つい先日の上原を思い出しながら、この先のことを考えていた。今日は土曜日だが、上原の自宅まで遊びに行くか?しかし、そろそろ理由がなくなってきた。その時知らない番号から着信があった。
「はい?」
『タクミ?会える?今マンションの下』
ザックからの電話は想定外だった、何の用事だろう。
「ふーん、蓮とここで暮らしていたんだ」
ザックは辺りを見渡し、あれこれと手に取る。少しは落ち着いて座っていればいいのに。
「コーヒーで良いか」
「いらない、話しだけしたら帰る」
「何の話だ?」ザックの真剣な表情に椅子に腰を下ろした。
「蓮は家にいても苦しいだけでしょう。ここに連れ戻そうとは何故思わないのか俺にはわからない」
「蓮のご家族の事もあるし」
「家族より先に個人でしょう。日本人のそこわからないんだよな。"エンリヨ"って日本語嫌い。それって上手に逃げるのに使いやすい言葉だよね」
その言葉にどきりとする。もしも上原に拒否されたら全てを失うだから慎重にとどこかで思っていた。衝撃だった「逃げる」そう逃げていたんだ。本当にこいつ十歳も年下なのか。
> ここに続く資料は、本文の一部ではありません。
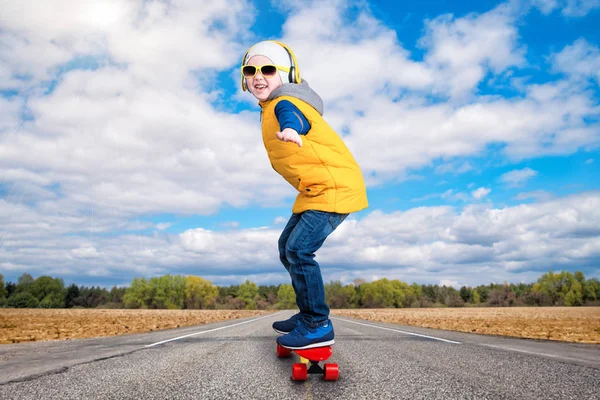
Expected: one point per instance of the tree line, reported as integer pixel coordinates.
(193, 292)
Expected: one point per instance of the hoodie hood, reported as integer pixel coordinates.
(300, 91)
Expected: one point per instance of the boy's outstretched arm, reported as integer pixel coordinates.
(292, 123)
(289, 135)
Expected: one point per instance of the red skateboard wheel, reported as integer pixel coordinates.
(282, 351)
(299, 372)
(331, 372)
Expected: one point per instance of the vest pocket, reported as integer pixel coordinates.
(310, 190)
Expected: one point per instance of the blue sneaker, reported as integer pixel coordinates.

「今日、病院からタクシーでここまで来てみた。リハビリの行き帰り、ここの方が楽だよ。朝は匠が送って行けば良い」
確かに上原のリハビリが始まって自分で病院と自宅を行き来している。しかし自宅の部屋は二階だし、自宅は入り口にも数段の階段がある。
「俺が蓮の母さんに話そうか?」
「いや、ありがとうザック。俺がきちんと話しをする」
上原を想う気持ちが伝わってきた。背中を押されて動けないほど、俺も情けなくはなりたくないと思った。